После своей небольшой речи Изабель поднялась, давая понять, что встреча закончена.

Вслед за ней тотчас же поднялся и де Гула, явно довольный и успокоенный. Но Фуке продолжал сидеть. Он смотрел на Изабель с восхищением, какое даже не думал скрывать.

– Что ж вы медлите, господин аббат? Или вы намерены здесь поселиться?

– Здесь? Ни в коем случае! Но у вас в доме, госпожа герцогиня, поселился бы с несказанным удовольствием!

– Я вас не поняла, господин аббат. Мне кажется, что для вас наступило время исправить кое-что в вашем документе. До тех пор, пока он не отправит Мазарини обратно в Рим, он нас не заинтересует.

– А не позволите ли вы мне переговорить с вами обо всем с глазу на глаз? – осведомился аббат, понизив голос, когда они покидали кабинет.

– С какой это стати?

– Но мы же не можем довольствоваться сегодняшними результатами, и вы сами только что сказали, госпожа герцогиня, что это было только знакомство, – вступил в разговор господин де Гула. – Или вы считаете, что дальнейшие встречи совершенно бесполезны?

– Напротив! И мы теперь же назначим дату. Все что мы сегодня слышали – лишь материал для размышления и обсуждения в ходе будущих встреч.

– Да, но… – продолжал настаивать Фуке.

– Распахните окно и выкрикните имя Мазарини: вы увидите, что будет. Говоря это, я не открываю вам ничего нового. Не вынуждайте меня подозревать, что день Соломы был делом ваших рук, господин аббат! Как подготовка благородной сцены отречения.

Гнев внезапно вспыхнул в глазах молодого человека.

– Вы можете думать все что вам угодно, – возвысил он голос, – но у господина принца нет больше войска, которое позволило бы ему идти против воли короля!
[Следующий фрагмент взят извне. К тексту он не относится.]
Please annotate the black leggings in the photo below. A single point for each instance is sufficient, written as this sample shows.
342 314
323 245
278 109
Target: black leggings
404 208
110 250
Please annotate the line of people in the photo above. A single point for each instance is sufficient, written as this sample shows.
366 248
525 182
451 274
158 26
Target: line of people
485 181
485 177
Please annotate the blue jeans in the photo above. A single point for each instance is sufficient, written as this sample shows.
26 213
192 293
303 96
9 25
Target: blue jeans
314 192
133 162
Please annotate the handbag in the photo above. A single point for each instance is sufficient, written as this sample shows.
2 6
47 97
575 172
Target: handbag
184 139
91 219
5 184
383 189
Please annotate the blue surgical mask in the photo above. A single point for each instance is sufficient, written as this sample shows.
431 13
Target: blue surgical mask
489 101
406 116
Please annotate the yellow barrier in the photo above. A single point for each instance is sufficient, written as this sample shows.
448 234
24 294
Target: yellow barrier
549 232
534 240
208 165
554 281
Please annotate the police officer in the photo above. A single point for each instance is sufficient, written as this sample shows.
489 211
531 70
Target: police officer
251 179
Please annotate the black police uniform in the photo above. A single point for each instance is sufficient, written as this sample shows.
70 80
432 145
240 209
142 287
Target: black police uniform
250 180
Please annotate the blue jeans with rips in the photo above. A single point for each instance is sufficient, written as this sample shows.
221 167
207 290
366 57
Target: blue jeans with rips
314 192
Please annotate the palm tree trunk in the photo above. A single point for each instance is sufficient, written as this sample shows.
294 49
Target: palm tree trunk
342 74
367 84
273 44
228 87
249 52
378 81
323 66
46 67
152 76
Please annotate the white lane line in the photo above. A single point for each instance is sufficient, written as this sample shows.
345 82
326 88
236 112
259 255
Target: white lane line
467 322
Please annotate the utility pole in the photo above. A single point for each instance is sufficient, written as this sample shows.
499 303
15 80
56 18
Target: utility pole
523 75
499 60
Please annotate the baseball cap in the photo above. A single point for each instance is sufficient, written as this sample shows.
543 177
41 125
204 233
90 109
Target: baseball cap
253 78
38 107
– У него есть войска в Гиени, которые Испания…

– А вот этого я не желаю слышать! Наш враг не должен участвовать в решении наших внутренних дел! – провозгласил он с пафосом.

– Что ж, значит, пока остановимся на этом.

Следующая встреча была назначена на будущую неделю.


Де Конде и Месье, узнав о том, как проходили переговоры, одобрили Изабель и даже посоветовали ей немного смягчить тон.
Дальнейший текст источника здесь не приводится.